1. A data processor comprising:

plural registers for storing data words, said plural registers including a first operand register storing an operand word having multi-bit subwords; and

an execution unit for executing an intra-word subword-add instruction having a result that is a function of a sum having unary functions of at least two said subwords as at least some of its addends.

2. A data processor as recited in claim 1 wherein said result is equal to the sum of said subwords.

3. A data processor as recited in claim 1 wherein said plural registers also include a second operand register, said result being equal to the sum of said subwords plus one or more values stored in said second operand register.

4. A data processor as recited in claim 1 wherein said execution unit also executes parallel subword instructions.

5. A data processor as recited in claim 1 wherein said word includes at least four mutually exclusive subwords, said instruction adding pairs of said subwords respectively to previously calculated subwords.

6. A data processor as recited in claim 1 wherein said second unary functions provide absolute values of said subwords.

7. A data processor as recited in claim 6 wherein said word includes at least four mutually exclusive subwords, said instruction adding pairs of absolute values of said subwords respectively to previously calculated subwords.

8. A data processor as recited in claim 1 wherein said function of a sum is a not an identity function.

9. A computer program comprising an intra-word subword-add instruction having a result that is a function of a sum having unary functions of at least two said subwords as at least some of its addends.

10. A computer program as recited in claim 9 including iterated loop with parallel subword instructions, said iterated loop providing a loop result having loop-result subwords, said intra-word subword-add instruction providing the sum of said loop-result subwords.
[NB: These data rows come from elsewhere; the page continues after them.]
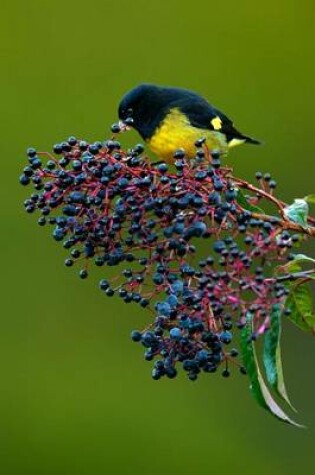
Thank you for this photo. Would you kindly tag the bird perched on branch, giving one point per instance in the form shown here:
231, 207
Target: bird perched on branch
170, 118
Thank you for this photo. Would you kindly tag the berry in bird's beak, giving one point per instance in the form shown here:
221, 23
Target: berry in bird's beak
125, 124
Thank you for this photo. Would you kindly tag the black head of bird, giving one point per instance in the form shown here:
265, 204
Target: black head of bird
172, 118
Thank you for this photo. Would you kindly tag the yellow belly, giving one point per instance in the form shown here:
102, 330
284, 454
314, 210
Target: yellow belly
176, 133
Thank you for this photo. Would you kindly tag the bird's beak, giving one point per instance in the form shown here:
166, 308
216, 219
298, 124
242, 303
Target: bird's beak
123, 126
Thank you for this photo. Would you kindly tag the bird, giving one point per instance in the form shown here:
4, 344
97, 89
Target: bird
171, 118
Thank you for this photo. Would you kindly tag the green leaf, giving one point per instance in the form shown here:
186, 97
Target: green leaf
300, 302
297, 212
295, 264
243, 202
272, 355
258, 386
310, 198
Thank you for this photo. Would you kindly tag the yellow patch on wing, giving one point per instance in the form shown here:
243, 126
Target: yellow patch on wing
176, 132
216, 123
234, 142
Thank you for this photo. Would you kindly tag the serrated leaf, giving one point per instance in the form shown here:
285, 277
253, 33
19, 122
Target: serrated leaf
300, 302
258, 386
297, 212
310, 198
272, 355
243, 202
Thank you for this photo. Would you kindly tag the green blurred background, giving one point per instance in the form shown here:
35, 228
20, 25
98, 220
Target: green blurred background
76, 397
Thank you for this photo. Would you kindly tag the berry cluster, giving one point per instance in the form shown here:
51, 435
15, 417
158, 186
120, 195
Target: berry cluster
114, 208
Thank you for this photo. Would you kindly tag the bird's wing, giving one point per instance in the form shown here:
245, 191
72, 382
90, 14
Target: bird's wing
203, 115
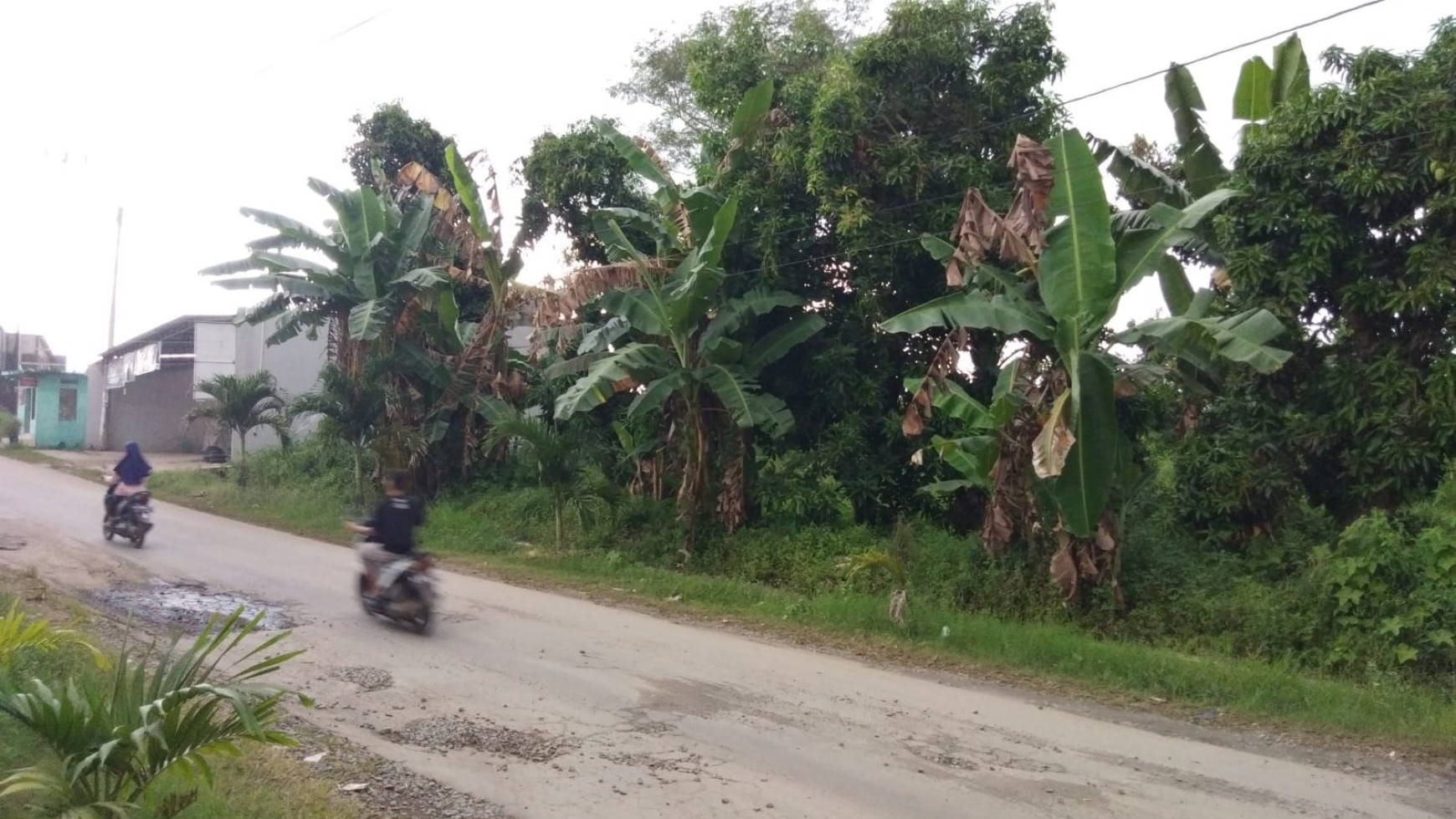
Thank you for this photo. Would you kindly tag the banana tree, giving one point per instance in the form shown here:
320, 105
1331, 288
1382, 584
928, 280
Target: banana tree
1200, 167
456, 362
1048, 445
694, 350
361, 284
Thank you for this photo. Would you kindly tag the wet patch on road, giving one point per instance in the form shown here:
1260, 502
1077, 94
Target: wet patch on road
187, 607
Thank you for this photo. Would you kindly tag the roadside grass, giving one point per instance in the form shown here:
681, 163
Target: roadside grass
1416, 718
264, 783
28, 456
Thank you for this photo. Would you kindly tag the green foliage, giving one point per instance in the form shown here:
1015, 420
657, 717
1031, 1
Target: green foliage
21, 633
792, 486
1344, 230
159, 716
1391, 586
561, 454
568, 178
239, 405
366, 283
392, 139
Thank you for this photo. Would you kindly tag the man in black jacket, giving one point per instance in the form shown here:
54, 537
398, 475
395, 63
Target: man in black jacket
391, 533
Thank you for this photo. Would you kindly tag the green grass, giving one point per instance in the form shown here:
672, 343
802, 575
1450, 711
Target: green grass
1412, 716
28, 456
264, 783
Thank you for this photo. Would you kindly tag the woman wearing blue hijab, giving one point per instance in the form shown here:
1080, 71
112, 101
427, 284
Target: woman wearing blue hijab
128, 478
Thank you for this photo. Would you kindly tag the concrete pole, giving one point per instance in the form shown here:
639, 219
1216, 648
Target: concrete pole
115, 275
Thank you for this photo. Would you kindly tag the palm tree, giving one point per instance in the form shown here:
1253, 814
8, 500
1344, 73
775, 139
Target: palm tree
157, 714
352, 409
19, 633
242, 403
561, 456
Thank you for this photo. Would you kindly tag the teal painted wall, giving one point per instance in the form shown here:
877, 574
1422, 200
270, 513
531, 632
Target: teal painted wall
50, 431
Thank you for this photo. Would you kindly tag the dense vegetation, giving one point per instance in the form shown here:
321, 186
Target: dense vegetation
849, 332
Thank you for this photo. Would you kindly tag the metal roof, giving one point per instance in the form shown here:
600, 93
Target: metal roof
165, 330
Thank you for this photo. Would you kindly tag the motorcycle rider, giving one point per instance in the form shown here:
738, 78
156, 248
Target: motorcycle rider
391, 533
127, 478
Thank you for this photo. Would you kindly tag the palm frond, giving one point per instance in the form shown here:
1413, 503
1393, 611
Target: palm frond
161, 713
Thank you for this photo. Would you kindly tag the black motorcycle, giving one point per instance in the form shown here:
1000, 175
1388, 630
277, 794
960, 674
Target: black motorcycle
131, 520
407, 592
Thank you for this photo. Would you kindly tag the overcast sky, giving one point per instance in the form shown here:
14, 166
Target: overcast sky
185, 112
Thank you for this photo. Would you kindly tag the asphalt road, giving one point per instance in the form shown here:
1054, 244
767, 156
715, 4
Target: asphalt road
657, 719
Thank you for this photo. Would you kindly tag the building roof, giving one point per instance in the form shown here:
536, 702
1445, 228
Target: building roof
165, 330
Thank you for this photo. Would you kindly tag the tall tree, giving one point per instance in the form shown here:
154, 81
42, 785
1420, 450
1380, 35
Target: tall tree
1349, 230
567, 179
393, 139
840, 195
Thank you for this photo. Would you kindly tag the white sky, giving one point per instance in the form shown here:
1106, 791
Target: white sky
182, 115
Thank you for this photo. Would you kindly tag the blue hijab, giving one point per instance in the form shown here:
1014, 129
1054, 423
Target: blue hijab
133, 468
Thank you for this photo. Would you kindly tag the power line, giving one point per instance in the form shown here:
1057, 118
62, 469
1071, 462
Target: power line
1222, 51
331, 38
849, 253
1115, 86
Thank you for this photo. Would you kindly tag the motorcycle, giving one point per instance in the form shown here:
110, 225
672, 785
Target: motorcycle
131, 521
407, 592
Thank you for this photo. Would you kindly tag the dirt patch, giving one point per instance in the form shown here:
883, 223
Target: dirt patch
364, 677
187, 607
456, 734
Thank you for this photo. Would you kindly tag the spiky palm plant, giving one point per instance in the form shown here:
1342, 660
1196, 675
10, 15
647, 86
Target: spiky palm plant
21, 633
242, 403
157, 714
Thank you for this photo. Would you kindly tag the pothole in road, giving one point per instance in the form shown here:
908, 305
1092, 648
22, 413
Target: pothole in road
454, 734
364, 677
185, 606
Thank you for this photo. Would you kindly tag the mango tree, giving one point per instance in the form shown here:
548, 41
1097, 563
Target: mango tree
692, 350
1198, 167
1048, 447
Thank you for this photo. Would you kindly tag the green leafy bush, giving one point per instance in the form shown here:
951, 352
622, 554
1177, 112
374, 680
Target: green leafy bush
1391, 588
313, 462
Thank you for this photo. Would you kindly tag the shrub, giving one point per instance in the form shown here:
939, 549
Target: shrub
1391, 588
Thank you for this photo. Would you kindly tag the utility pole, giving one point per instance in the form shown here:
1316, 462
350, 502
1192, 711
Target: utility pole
115, 274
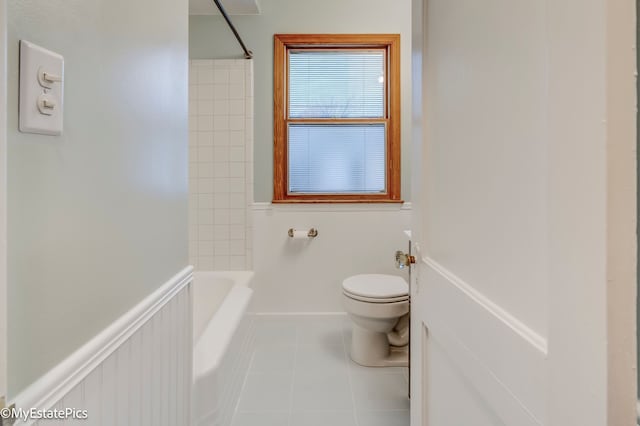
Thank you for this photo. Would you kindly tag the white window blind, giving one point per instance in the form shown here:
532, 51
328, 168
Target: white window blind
337, 158
336, 84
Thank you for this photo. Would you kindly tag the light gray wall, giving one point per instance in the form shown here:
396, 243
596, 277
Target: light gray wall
210, 38
98, 216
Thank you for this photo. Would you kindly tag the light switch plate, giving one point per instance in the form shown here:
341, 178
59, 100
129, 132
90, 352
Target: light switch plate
41, 96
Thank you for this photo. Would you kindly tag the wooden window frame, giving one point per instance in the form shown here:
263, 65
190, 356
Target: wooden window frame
285, 42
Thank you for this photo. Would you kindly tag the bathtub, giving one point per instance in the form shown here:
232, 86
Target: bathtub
220, 339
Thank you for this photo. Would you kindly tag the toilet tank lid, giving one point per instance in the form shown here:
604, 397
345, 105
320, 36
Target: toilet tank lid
376, 285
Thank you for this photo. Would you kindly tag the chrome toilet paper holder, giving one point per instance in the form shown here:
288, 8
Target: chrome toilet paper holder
313, 232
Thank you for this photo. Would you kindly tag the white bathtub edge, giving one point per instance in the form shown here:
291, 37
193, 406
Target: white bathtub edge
223, 325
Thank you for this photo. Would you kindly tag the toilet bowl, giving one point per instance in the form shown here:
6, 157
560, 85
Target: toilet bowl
378, 306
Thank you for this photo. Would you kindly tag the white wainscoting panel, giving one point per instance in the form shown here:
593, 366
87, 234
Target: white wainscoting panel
140, 376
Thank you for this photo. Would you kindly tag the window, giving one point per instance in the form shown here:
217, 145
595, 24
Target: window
336, 118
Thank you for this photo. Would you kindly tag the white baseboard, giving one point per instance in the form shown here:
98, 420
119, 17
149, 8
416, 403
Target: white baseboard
59, 381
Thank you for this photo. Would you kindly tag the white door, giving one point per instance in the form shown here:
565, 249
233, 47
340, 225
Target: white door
523, 299
3, 216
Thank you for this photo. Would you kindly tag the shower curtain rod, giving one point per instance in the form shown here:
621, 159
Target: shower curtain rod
247, 53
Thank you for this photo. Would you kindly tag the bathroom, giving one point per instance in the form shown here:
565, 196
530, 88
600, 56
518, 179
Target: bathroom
163, 178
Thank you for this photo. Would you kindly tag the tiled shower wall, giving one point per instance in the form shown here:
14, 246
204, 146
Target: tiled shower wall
220, 164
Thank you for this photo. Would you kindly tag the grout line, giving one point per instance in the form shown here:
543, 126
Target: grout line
246, 374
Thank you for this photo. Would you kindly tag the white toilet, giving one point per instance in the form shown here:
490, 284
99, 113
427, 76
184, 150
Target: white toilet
378, 306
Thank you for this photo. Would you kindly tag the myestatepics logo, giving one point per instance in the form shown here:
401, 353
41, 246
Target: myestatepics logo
38, 414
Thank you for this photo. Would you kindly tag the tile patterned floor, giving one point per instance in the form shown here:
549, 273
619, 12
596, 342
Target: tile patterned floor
301, 375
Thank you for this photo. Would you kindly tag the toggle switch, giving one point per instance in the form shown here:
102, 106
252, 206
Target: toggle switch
41, 90
48, 79
46, 104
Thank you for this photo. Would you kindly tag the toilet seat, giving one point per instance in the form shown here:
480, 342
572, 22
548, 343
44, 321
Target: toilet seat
375, 299
376, 288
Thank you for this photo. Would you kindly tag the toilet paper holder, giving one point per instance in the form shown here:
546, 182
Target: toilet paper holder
313, 232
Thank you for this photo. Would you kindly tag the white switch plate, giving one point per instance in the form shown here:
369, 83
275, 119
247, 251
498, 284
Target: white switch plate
41, 102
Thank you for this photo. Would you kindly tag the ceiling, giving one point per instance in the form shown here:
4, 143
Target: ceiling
233, 7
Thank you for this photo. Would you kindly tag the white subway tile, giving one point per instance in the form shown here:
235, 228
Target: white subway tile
204, 138
221, 76
236, 78
236, 185
221, 185
221, 247
205, 170
237, 248
221, 263
221, 216
205, 201
236, 154
205, 248
236, 122
205, 76
221, 122
205, 123
205, 107
220, 232
205, 217
221, 170
236, 138
205, 92
237, 107
221, 107
237, 201
237, 217
237, 263
236, 170
205, 263
205, 233
220, 154
205, 154
237, 232
222, 201
221, 138
236, 91
205, 186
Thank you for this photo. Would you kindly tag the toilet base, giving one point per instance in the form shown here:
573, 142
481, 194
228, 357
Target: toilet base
372, 349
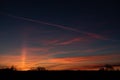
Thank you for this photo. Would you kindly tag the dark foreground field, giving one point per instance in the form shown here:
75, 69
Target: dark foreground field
60, 75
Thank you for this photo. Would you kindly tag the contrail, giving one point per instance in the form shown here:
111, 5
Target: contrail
61, 26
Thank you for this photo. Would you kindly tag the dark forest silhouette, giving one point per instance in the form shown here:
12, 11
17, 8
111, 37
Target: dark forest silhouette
106, 67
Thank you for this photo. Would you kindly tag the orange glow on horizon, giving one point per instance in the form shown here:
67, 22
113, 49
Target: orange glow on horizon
23, 58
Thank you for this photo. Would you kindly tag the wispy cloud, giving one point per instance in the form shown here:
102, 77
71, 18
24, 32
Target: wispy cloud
93, 35
74, 40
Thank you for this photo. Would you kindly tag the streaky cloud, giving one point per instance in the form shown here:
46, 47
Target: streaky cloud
93, 35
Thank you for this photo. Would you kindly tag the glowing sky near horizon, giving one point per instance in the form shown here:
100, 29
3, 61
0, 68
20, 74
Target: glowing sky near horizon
83, 36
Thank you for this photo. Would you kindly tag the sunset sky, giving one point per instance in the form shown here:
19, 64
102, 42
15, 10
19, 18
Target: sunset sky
59, 35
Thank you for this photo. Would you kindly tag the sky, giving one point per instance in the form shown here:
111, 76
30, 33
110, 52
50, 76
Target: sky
57, 35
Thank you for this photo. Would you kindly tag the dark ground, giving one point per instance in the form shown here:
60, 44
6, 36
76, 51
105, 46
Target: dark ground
60, 75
11. A computer program as recited in claim 9 including an iterated loop including said intra-word subword-add instruction.

12. A computer program as recited in claim 11 wherein said loop includes:

a parallel subword difference instruction that yields subword results, and

a parallel accumulate instruction that sums pairs of said subword results with respective predetermined values.

13. A computer program as recited in claim 11 wherein said loop includes:

a parallel subword instruction that yields subword results that are unary functions of differences between parallel subwords in two operand registers, and

a parallel accumulate instruction that sums previously calculated values with the absolute values of said subword results.

14. A computer program as recited in claim 9 wherein said function of a sum is not an identity function.